The Warsaw Mermaid Statue Presented as half fish and half woman. Images of a mermaid have been used on the crest of Warsaw as its symbol. From the middle of 14th century. Legend tells that once upon a time two mermaid sisters swam to the shores of the Baltic Sea from their home in the depths. They were truly beautiful, even though they had fish tails instead of legs. One of them decided to swim further towards the Danish straits. Now she can be seen sitting on a rock an the entry to the port of Copenhagen. The second swam to the seaside town, Gdańsk. And then, up the Vistula River (…)then she came out of the Water (…) to rest. She liked it so much that she decided to stay. The fishermen who used to live in this area noticed that when they were fishing, someone was agitating the waters of the Vistula River , tangling their nets and freeing fish from their traps. They decided to catch the culprit and get even with him once and for all. But when they heard the enchanting song of the mermaid, they gave up their plans and came to love the beautiful woman-fish. From that time, every evening, she entertained them with her wonderful singing. But one day, a rich merchant strolling on the banks of the Vistula River caught sight of the little mermaid. He decided to catch her and keep her as a prisoner, and then make money by showing her at fairs. The merchant quickly put into practice his wicked scheme. He caught the mermaid by a trick and held her as a prisoner in a wooden shed, with no access to the water. Her cries were heard by a young farm-hand (…), who with the help of a friend freed her one night. The mermaid, in recognition of the fact that the inhabitants had come to her aid, swore that if they were ever in danger, she would come to protect them. That is why the Warsaw mermaid is armed with a sword and a shield, for the protection of our city. (According to book “Warsaw in short” by www.warsawtour.pl)
Wars & Sawa
In one version King Kazimierz Odnowiciel, while on his way from Kraków to Gniezno, came across a poor fisherman’s hut. The hungry king found his way to the hut thanks to the smoke and the smell of fresh food. As he was having some fish from the night’s catch, the fisherman told the king the story of his family which had just recently grown bigger thanks to the arrival of two marvellous twins. The poor fisherman and his wife could not baptise the babies, though, because there was no church in the area. The king, who had really enjoyed the meal, wanted to pay the peasants with gold, but they, according to the old Polish tradition of hospitality, refused to take any payment. Then the king asked them for one more favour – he asked to be the twins’ godfather at their baptism that he would organize. An altar was set up on a hill, and a priest commissioned by King Kazimierz named the twins Wars (the boy) and Sawa (the girl). And King Kazimierz announced that Pietrko Rybak (Peter Fisherman) would from then on be called Piotr Wars, the royal fisherman, the father of Wars and Sawa, and the owner of the vast forest. The king also told him that one day, when a village began to take shape near his hut, that he should give it a name derived from his new surname – and that the village would carry that name forever. Another version of the legend says that a long, long time ago there was a tiny hut standing at the shores of the Vistula River. Wars, a fisherman, and his wife Sawa lived there. One day a hunt was organized in the area and Prince Ziemomysł, the owner of the estate, got lost in the forest. He wandered around for many days and many nights and he finally reached the fisherman’s hut. Wars and Sawa made the stranger welcome and in the morning the grateful prince said, ‘You didn’t hesitate to take in a stranger and save him from hunger, cold and wild animals. Therefore this land will forever be called Warsaw, so your kindness can never be forgotten’.
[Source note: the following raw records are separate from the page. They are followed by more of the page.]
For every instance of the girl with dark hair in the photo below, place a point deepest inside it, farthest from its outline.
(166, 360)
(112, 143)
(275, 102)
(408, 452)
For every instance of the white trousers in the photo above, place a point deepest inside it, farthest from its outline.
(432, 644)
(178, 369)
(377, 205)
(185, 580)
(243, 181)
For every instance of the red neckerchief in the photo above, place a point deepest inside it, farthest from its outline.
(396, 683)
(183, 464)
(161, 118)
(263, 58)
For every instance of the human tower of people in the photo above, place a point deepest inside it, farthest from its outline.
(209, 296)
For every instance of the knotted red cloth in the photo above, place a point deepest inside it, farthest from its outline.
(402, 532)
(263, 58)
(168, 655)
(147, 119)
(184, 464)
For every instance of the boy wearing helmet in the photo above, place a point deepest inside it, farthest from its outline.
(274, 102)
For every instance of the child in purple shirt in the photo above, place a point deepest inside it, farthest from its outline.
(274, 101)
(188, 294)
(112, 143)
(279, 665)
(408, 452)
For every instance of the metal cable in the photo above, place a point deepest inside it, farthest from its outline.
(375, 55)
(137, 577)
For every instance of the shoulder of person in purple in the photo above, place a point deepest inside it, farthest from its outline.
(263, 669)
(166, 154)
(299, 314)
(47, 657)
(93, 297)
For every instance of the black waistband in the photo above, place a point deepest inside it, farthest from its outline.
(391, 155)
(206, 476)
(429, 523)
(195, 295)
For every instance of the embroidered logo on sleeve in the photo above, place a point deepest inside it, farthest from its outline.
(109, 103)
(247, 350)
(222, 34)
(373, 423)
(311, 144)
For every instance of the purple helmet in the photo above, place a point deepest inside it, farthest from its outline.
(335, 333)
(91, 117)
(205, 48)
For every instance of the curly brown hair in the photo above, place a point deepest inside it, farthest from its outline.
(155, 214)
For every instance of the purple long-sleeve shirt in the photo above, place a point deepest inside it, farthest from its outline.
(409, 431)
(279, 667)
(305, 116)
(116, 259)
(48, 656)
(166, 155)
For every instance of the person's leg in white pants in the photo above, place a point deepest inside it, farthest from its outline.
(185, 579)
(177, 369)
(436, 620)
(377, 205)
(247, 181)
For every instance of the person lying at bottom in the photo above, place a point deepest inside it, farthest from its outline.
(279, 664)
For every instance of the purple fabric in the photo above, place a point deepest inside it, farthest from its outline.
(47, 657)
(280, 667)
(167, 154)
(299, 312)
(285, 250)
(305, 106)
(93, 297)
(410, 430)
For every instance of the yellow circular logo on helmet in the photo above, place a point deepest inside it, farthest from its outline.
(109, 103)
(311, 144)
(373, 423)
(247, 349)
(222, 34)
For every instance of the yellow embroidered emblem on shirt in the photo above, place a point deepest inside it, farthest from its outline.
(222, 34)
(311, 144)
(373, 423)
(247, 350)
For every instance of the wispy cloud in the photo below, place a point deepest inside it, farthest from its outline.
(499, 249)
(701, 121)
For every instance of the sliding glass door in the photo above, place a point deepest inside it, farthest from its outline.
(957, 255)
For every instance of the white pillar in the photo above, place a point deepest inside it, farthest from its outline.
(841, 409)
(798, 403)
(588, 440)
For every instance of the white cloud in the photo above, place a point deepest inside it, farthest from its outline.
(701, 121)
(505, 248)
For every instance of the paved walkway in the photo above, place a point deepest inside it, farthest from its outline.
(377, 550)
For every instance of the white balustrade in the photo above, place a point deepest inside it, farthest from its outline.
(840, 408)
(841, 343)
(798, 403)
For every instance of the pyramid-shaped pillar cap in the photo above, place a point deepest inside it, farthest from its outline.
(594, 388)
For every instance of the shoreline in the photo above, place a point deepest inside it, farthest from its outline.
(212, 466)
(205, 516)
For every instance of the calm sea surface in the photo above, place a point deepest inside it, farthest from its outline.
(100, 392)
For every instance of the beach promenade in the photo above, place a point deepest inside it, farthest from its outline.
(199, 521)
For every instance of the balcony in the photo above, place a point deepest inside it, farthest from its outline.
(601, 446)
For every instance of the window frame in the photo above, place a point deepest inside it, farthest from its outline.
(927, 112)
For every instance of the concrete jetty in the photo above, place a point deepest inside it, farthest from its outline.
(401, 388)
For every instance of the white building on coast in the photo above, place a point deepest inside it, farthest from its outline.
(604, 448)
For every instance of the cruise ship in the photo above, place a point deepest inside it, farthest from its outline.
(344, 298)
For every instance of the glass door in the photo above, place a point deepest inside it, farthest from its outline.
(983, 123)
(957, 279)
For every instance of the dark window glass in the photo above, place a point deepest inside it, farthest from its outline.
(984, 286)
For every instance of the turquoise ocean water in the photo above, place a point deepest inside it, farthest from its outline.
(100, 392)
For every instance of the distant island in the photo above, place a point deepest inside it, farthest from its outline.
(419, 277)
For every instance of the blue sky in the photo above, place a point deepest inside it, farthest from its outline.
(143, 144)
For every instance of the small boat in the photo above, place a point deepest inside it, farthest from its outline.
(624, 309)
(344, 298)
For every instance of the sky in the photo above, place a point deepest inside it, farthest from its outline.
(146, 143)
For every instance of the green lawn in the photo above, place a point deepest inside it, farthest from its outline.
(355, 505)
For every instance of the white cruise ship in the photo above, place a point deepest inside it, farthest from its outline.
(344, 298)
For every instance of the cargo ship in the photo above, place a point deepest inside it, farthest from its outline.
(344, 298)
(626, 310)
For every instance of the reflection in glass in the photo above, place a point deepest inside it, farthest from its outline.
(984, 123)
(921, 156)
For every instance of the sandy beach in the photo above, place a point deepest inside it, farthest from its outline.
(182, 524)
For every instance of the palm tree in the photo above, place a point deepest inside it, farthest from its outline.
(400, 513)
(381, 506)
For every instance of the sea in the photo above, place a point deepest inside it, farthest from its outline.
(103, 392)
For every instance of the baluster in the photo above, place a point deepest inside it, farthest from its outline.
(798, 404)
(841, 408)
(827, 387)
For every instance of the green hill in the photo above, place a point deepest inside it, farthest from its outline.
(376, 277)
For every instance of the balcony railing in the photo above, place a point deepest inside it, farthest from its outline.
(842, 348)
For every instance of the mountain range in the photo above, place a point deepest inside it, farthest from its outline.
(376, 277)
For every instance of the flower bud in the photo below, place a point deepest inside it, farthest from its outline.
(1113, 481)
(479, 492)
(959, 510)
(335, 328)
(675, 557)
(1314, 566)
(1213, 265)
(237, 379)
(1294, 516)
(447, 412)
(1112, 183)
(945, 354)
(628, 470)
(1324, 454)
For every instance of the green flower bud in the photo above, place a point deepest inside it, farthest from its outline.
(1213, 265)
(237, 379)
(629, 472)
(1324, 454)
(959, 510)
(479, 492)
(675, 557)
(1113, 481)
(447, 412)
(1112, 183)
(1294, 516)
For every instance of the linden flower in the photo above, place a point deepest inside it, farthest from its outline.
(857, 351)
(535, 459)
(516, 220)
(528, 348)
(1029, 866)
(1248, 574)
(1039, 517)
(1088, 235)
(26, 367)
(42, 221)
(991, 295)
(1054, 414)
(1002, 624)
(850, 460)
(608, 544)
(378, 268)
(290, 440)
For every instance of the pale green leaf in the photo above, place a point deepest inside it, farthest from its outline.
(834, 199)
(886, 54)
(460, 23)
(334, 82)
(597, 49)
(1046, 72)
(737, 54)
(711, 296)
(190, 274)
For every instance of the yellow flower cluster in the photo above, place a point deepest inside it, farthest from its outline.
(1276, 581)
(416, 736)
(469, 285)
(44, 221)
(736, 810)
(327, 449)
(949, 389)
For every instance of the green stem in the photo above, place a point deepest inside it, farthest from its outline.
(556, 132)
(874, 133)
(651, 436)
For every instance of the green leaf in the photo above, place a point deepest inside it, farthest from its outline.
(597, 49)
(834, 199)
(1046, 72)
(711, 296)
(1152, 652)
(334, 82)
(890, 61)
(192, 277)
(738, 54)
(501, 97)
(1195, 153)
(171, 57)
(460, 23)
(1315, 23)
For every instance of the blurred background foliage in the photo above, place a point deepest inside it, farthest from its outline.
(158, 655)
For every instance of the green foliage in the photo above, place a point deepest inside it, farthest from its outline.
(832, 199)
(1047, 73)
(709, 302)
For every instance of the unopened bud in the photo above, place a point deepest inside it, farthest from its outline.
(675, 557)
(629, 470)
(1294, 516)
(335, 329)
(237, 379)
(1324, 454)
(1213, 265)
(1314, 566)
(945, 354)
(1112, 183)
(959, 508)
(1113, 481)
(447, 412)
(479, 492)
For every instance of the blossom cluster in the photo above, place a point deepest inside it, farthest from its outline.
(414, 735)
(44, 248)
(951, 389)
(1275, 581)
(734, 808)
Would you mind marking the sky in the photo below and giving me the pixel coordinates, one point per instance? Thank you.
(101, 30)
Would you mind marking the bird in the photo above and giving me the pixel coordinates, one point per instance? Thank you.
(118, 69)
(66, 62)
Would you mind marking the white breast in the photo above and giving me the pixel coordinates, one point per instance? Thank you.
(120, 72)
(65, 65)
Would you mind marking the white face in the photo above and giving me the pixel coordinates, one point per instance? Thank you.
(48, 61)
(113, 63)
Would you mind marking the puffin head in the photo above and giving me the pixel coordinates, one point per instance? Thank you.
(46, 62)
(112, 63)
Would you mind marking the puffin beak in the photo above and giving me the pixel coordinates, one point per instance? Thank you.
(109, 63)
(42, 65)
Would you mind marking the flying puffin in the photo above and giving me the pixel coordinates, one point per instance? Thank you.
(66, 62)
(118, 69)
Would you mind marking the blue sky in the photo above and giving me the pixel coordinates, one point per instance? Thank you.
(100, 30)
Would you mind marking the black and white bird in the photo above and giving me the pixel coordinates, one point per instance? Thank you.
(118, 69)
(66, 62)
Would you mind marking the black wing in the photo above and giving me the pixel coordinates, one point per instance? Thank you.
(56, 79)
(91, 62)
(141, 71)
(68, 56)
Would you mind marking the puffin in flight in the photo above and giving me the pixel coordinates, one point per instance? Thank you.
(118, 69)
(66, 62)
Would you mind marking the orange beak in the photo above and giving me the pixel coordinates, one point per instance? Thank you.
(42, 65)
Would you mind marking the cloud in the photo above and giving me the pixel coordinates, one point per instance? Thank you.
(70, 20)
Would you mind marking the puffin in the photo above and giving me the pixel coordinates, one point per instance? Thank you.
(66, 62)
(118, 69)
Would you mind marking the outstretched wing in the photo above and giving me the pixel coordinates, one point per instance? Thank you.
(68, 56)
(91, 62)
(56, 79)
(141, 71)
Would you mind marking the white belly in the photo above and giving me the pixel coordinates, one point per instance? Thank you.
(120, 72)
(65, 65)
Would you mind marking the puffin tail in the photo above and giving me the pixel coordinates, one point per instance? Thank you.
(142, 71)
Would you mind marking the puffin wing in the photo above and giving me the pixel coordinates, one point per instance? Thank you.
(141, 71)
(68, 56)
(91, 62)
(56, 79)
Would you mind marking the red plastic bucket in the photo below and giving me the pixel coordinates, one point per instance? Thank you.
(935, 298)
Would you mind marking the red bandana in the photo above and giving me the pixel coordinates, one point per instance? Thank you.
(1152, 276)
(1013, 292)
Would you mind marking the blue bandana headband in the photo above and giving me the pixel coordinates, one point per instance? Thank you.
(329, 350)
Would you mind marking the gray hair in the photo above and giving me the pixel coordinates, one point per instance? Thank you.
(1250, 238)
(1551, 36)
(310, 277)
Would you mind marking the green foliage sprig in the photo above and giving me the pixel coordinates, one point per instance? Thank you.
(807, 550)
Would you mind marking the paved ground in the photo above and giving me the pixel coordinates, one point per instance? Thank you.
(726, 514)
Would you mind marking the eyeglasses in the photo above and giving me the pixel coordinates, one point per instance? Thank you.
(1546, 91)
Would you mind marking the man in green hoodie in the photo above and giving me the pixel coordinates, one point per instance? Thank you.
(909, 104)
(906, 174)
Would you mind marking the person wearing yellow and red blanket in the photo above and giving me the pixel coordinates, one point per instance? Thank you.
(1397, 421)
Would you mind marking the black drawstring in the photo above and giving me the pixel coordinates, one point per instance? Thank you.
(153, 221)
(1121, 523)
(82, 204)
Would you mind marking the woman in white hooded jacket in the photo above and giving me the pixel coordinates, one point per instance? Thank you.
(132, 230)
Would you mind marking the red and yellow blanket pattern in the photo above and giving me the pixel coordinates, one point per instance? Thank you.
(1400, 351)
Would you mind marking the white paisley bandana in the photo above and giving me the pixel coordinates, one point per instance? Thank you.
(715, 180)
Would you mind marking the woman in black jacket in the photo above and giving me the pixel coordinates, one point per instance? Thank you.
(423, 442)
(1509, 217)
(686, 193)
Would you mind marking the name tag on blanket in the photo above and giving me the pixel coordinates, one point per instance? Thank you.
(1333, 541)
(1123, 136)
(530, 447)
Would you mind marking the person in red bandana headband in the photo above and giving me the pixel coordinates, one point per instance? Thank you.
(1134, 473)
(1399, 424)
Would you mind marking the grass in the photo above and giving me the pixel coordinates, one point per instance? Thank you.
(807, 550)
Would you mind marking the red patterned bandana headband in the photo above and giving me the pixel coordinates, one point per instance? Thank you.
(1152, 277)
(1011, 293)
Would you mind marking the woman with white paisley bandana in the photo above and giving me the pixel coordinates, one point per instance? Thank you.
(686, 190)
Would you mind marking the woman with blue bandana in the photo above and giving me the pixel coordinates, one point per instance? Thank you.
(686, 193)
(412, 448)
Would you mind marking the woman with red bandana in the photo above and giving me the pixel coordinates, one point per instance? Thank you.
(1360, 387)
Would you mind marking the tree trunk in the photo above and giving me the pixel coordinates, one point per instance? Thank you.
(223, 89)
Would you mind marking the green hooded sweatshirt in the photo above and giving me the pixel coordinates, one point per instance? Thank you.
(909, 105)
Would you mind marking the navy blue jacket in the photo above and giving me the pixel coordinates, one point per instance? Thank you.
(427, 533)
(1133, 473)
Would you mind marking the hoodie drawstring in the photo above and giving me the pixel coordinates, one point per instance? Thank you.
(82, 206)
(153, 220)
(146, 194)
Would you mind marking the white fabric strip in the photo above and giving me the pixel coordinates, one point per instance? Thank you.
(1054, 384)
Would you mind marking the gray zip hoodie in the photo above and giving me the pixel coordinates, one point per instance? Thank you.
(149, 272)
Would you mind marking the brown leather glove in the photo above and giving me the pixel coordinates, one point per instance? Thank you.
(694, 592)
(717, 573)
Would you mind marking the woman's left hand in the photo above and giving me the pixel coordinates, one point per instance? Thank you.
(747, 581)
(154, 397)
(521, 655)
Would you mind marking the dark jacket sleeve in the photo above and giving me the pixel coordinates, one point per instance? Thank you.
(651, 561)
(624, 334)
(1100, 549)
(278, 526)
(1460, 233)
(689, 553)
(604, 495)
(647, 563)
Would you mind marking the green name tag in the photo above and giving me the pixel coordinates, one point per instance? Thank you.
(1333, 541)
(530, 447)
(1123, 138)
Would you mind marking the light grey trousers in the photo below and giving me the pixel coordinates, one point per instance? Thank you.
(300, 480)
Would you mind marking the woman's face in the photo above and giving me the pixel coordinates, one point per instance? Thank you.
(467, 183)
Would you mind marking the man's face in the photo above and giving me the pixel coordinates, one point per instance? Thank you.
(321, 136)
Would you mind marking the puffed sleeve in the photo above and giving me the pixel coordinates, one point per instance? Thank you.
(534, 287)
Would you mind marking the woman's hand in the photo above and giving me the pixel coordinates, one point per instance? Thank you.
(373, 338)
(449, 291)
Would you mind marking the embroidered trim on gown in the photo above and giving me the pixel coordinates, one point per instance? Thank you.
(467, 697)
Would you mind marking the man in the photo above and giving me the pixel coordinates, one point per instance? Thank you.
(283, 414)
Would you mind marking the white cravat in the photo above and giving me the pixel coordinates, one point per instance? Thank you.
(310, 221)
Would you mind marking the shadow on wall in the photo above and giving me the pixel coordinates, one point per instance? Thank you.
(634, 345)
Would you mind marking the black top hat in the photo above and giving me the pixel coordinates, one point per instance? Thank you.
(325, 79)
A legend says that in the basements of the buildings located at the Old Town lives a Basilisk. It guarded the treasures once stored there, and every man who tried to reach them was killed by the gaze of the Basilisk, which turns men to stone. He was defeated in the end by a wandering tailor who showed the monster a mirror. The Basilisk was petrified by its own appearance, and hid away; from then on, he was no longer a threat to residents. Today on the façade of the building there is a sign of the Basilisk, which is the symbol of the renowned Warsaw restaurant of the same name.
A long, long time ago a princess who had been turned into a golden duck lived in the cellars of Ostrogski Castle (Chopins Muzeum now). People said that anyone who found her would be rich beyond their wildest dreams. One year, on Kupala’s Night (June 21st), a young cobbler went down into the cellars – he was lucky and he met the golden duck, who promised him riches. However, she said there was only one condition: she gave him a bag full of golden coins and said he had to spend them all within one day and not share his riches with anyone. It was almost the end of the day, and the boy broke the condition: he gave the last coin to a poor soldier. In a blink of an eye, he lost everything he had purchased with the gold coins. And that’s when he understood that money does not make you happy: true happiness comes from work and good health. From that time onwards, he lived the good life of a master cobbler and nobody ever heard about the Golden Duck again.
According to a romantic legend the stone bear lying in front of the Shrine of Our Lady of Grace the Patron of Warsaw (Jesuit Monastery) is in fact enchanted, shy prince who’s waiting for the one woman whose love can bring him back to manhood.